For anyone that has been to Disney, you know that your family can be pulled in a million directions at once. Far too many choices and something for everyone. And with four strong willed individuals we are bound to have some split decisions along the way–Fantasyland or Tomorrowland? Disneyland or California Adventure? Since I’ve mastered the “going with the flow” skill (or so I’d to think I have) I don’t really care what we do or where we go, I’m much more for the overall experience and the togetherness factor. But my kids are resolute in their wants and stand their ground. This is probably the hardest for them to master. So my job here is to be a crack negotiator to help them find common ground and or a win-win solution.
So when it comes to prepping for a road trip, everyone has their “job”–the boys need to collect anything they want to bring with them and pack their backpacks, Sam gets out his clothes and programs all of the light timers, and I pretty much do everything else.
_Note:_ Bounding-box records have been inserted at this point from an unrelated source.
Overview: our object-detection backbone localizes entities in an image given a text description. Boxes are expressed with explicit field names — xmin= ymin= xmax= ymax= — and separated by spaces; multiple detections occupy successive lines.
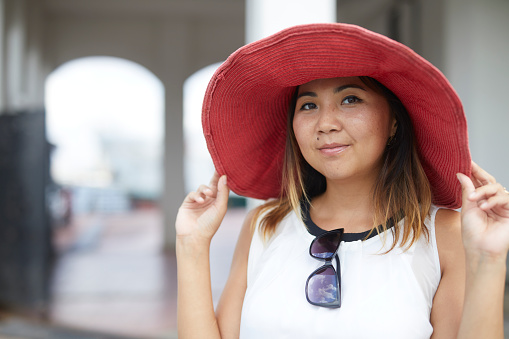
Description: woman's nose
xmin=317 ymin=105 xmax=342 ymax=133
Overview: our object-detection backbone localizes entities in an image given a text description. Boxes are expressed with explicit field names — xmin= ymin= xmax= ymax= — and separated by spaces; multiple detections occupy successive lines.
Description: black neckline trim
xmin=300 ymin=201 xmax=403 ymax=242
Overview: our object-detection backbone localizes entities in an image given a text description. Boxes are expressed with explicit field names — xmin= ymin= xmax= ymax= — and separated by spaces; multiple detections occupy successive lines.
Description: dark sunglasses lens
xmin=306 ymin=266 xmax=340 ymax=304
xmin=310 ymin=232 xmax=341 ymax=259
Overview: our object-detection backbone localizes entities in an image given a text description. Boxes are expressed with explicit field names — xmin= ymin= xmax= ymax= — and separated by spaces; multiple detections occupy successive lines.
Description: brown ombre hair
xmin=251 ymin=77 xmax=431 ymax=251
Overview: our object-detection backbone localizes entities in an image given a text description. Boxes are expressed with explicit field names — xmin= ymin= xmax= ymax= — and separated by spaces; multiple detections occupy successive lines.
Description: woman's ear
xmin=391 ymin=119 xmax=398 ymax=137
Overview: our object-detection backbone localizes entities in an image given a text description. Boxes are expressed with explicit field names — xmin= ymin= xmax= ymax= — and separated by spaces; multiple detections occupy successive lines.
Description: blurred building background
xmin=0 ymin=0 xmax=509 ymax=338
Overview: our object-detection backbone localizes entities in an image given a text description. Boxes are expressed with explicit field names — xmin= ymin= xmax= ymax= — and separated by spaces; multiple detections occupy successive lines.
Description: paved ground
xmin=51 ymin=209 xmax=245 ymax=338
xmin=0 ymin=209 xmax=509 ymax=339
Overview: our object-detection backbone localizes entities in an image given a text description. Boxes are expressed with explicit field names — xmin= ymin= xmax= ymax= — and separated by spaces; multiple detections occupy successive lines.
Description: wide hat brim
xmin=202 ymin=24 xmax=471 ymax=208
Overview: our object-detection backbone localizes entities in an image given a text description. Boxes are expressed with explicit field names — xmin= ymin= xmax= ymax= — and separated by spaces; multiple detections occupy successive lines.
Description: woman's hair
xmin=251 ymin=77 xmax=431 ymax=251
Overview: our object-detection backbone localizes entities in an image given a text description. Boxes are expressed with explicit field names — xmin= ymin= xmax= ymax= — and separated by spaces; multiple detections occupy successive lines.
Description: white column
xmin=246 ymin=0 xmax=337 ymax=43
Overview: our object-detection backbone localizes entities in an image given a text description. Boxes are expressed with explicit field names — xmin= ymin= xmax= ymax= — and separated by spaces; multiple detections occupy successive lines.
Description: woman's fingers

This has a lot more to do with my control issues and need for order than it is about them not pitching in. And speaking of control issues, I drive every mile of the trip because I make a HORRIBLE passenger. So as much as I tout going with the flow and letting the schedule shift, there is always some stress in the leaving portion of the trip. I then am treated to a good 30 minutes of my husband quizzing me, “did you remember q-tips?” “what about the iPad charger?” and a lot of driving instructions. “I would be in the middle lane if I were you.” And this is just at the beginning. Think a few days down the road when everyone is over tired, sugared up and full of opinions. It’s enough to make your head explode and definitely grounds for screaming your head off! But instead I breathe. Deep breathes that I can feel all the way to my toes. I then recite my 5 Tibetans Yoga Workshop mantra for the second Tibetan. “This is air. Opening the heart chakra. Blowing away anger, resentment, bitterness, envy, jealousy, animosity and rage. Creating the space for love and compassion, forgiveness and vulnerability, acceptance and peace.” This one is huge folks. Stop. And. Breathe. It’s amazing how much better you will feel.
I could also go on and on about keeping perspective, mutual respect, awareness, etc., but you get the idea. Putting your family in tight quarters for a serious amount of time is a crash course in human nature and a laboratory for life skills. If you can make it through the time with more fond memories than excruciating ones, you’ve won! And then you can take everything that you learned and apply it to the other 350 days in the year! Now hit the road Jack!